Chris and Mary Lower, the spouses and owners of Maple Grove-based social media and public relations agency Sterling Cross are highly regarded in the burgeoning Twin Cities social media scene. But don’t call them “social media gurus.”
It’s a term that makes them laugh and shake their heads. Such “experts” often are mid- to late-career marketing or PR types looking to latch on to the Next Big Thing. (Test the guru: Ask for case studies.)
Besides, as Chris notes, it’s not a field that you can be an expert in: It’s changing too fast and too continuously. “These experts say things like, ‘Make big money on Twitter!’” Chris says, chuckling.
The Lowers do know their social stuff. (Their practice isn’t all social work. Mary also does a great deal of traditional PR.) Sterling Cross has built a particularly practice among independent and small-chain restaurants (notably Baja Sol), as well as a number of retailers—businesses where “socialness” is fundamental. Though offers and announcing specials are still big parts of their social media presence, expressing a personality is just as essential in building loyalty.
My favorite Sterling Cross project: buzz building for Lake/Lyndale restaurant and sake brewery Moto-i. Why do the obvious—touting sake, talking up the new restaurant? Good social media strategy requires real imagination, a willingness to experiment, and (where appropriate) a sense of fun. Working with Sterling Cross, Moto-i posted tweets that included links to Japanese game shows and sumo scores—creating a sense of playful mystery, and whetting the appetite of aficionados of Japanese culture.
Sterling Cross keeps tabs on what’s being said about its clients on line using some of the innumerable monitoring tools that have popped up. (Sterling Cross also runs the Twitter presence of a new apartment complex in St. Paul called the Lyric at Carleton Place, whose key target market is artists.)
A growing part of Sterling Cross’s practice is reputation management. As Chris notes, last April’s Domino’s debacle offered a lesson on why that august PR practice, crisis management and communications, needs updating in the Internet age. Not understanding that “24 hours is a lifetime on the Internet,” Domino’s waited too long to respond to the sick-making video that went viral at the speed of light.
Having worked in big PR agencies early in their careers, Mary and Chris believed they needed to construct their own agency differently in order to accommodate a social media practice. Given the fast changes in that realm, nimbleness and a flexible size were essential. Though (with creative director Scott Baird) a three-person shop, Sterling Cross can expand as needed. There are a number of skilled communications and PR people out there who, whether by choice or by layoff, are operating as independents. Sterling Cross can call on this network for particular projects. It recently contracted with an expert in sports marketing, an area that the Lowers have limited background in.
Sterling Cross has expanded into the hotel realm, a practice that’s growing fast. Just as “everyone has become a food critic” in the Internet age, as Chris notes, “hotels live and die with their online reputation.” Sterling Cross is also educating clients about the future of getting found on line: beyond “Google search” to “social search.”
Christine Fruechte, the CEO of Minneapolis-headquartered Colle & McVoy, a (kinda) traditional ad agency that is embracing online tools, compares the social media landscape to the “the Wild West.” To me, that means: No rules have been set. And there are plenty of patent-medicine hucksters working the frontier.

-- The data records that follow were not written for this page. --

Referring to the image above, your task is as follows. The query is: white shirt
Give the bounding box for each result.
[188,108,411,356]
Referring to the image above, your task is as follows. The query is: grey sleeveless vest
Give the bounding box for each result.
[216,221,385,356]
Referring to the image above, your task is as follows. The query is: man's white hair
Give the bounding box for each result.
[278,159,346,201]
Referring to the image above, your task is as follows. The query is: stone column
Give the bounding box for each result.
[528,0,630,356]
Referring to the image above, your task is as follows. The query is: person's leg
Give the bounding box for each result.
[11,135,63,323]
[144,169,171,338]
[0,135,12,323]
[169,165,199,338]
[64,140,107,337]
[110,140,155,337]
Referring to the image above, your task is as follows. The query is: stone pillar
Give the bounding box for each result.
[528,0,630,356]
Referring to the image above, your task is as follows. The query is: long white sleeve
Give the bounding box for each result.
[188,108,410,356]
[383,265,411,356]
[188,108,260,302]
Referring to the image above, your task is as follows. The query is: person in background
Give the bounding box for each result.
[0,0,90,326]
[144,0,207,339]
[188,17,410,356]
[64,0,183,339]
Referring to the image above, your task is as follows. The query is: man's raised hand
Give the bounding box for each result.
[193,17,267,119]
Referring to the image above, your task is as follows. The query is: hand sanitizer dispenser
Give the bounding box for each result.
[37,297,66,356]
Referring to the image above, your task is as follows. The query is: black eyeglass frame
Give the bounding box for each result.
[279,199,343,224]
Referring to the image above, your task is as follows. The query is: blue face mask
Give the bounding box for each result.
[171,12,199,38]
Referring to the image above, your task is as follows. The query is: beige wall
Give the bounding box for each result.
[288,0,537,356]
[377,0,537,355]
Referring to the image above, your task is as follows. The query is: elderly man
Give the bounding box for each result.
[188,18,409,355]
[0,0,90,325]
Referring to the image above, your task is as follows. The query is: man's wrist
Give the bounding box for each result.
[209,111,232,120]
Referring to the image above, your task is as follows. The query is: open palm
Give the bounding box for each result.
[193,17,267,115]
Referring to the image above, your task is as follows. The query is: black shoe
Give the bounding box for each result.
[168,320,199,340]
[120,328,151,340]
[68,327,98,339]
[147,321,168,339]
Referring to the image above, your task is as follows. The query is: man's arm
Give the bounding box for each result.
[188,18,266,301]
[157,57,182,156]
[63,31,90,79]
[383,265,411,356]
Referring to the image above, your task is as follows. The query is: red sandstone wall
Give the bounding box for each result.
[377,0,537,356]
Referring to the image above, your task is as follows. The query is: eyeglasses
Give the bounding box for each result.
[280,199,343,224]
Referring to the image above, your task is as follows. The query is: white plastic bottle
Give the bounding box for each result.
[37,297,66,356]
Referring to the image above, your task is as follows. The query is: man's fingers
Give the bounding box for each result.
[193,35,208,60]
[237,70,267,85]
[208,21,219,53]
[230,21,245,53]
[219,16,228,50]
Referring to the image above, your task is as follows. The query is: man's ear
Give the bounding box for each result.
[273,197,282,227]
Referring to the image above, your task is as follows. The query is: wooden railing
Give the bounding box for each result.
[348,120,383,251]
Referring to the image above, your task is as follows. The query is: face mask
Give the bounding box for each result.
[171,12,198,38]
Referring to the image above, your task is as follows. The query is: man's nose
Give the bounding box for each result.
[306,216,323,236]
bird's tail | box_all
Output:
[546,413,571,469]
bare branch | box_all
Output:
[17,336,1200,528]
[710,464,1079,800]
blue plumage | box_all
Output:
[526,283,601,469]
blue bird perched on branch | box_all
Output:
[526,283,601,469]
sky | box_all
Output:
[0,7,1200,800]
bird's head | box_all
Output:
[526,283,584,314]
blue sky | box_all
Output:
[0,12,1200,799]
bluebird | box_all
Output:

But they didn’t drink Kool-Aid in Dodge, and Sterling Cross is no Kool-Aid (or Guru Kool-Aid) stand. As Mary says, “We don’t look at social media as ‘shiny.’ They’re just communications tools. They’re the next carrier pigeon, the next newspaper.”
Like the news itself (by carrier pigeon or otherwise), they’re worth following: Sterling Cross, Mary Lower, Chris Lower, Twin Cities Business, and maybe your blogger.



Mary has it spot-on: "They're just communications tools. They're the next carrier pigeon, the next newspaper". This is a great quote, an exact description of what these tools are. They will evolve, serve their usefulness and be abandoned for the next great communications tools in the future. Focusing on the tool can make a great tool, but if you don't know how to use it, what's the point.
Congrats Mary and Chris, you are doing great work.
Thanks Gene for another great article.